正对着门口处,挂着一副秋日收穗图,梁鸿渐站在图下,望着便出神。
看着这幅图,他就有想起他家。
他家是宣州城的一个村子,村子里就几十户人家,他从小就没了爹,是他娘独自将他带大,可是寡妇门前是非多,他因为要去府学读书,她娘不忍,就让他住在城里,一个月回去一次就好,可是就这样过了半年,他再次放假回家时。
他娘已经,已经死了,被村里的那些流氓,生生的蹂躏而死,村长不管,族长不理,他告到衙门,衙门便糊涂地将那些人打了几板子就放了。
他不甘,愤怒,可是他身无分文,在城里为其他学子抄书的钱,也都散了干净,给她娘买副棺材的钱都没有。
之后他听闻城中裕和楼的林掌柜,想要为他女儿招个赘婿,他借着读书人的身份,很快就得到了林掌柜的认同,他入赘林家的唯一条件,便是给她娘买副好棺材,让她得以入土为安。
可是赘婿,赘婿,哪怕林尽秋温婉,他对他厌恶超过喜爱,就因为赘婿二字,他遭到府学众人耻笑,迫不得已退了学。
庆幸的是,林掌柜不久就逝世了,林尽秋也因有孕,在家安胎,裕和楼就这样落到他的手里。
他也借此,攀上了刘楚云。
权势真是个好东西啊,梁鸿渐低头笑了笑,他借着它,让那几个无赖为她娘偿了命,可他也深陷了泥沼,不能退,只能进,只有往前进他才有可能活命。
“今日怎么来了。

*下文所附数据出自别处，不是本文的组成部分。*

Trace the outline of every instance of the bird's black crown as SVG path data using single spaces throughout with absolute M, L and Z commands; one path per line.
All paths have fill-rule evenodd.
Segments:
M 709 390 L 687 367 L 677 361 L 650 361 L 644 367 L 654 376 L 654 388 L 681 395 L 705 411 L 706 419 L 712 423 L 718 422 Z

”
人没到,书房外就响起一道声音,打断了梁鸿渐。
梁鸿渐转身低头行礼,余光看到一片幽蓝的衣角从他身前扫过。
“大公子,今日过来,是想向你禀报,几日前,裴泽楷带着姜欢来了裕和楼。”
刘楚云拎着一个竹编鸟笼,笼里关着一只翠绿鹦鹉,他拿着一根羽毛不断的逗弄着,可是这鹦鹉怎么都不开口说话。
“哦,他们去干什么。”刘楚云漫不经心地问。
梁鸿渐小心翼翼地回道:“说是去吃饭,可是吃饭时却问了一些事。”
“问了些什么?”
“姜欢问了酒楼的菜,裴泽楷则问了酒楼每旬拉到西桥村的东西。”
刘楚玉直起身子,旁边的小厮连忙递上一个帕子,他拿过来擦了擦手。
“你是怎么去说的?”
“小人说是酒楼送去西桥村的粮食布匹,分给那些受灾的村民。”
“就说了这些,没了。”
梁鸿渐摇了摇头。
“没了。”
刘楚云突然手腕一动,将一旁的鸟笼摔在地上,鸟笼砸在光洁剪映的地板上,里面鹦鹉受了惊,立马大叫起来。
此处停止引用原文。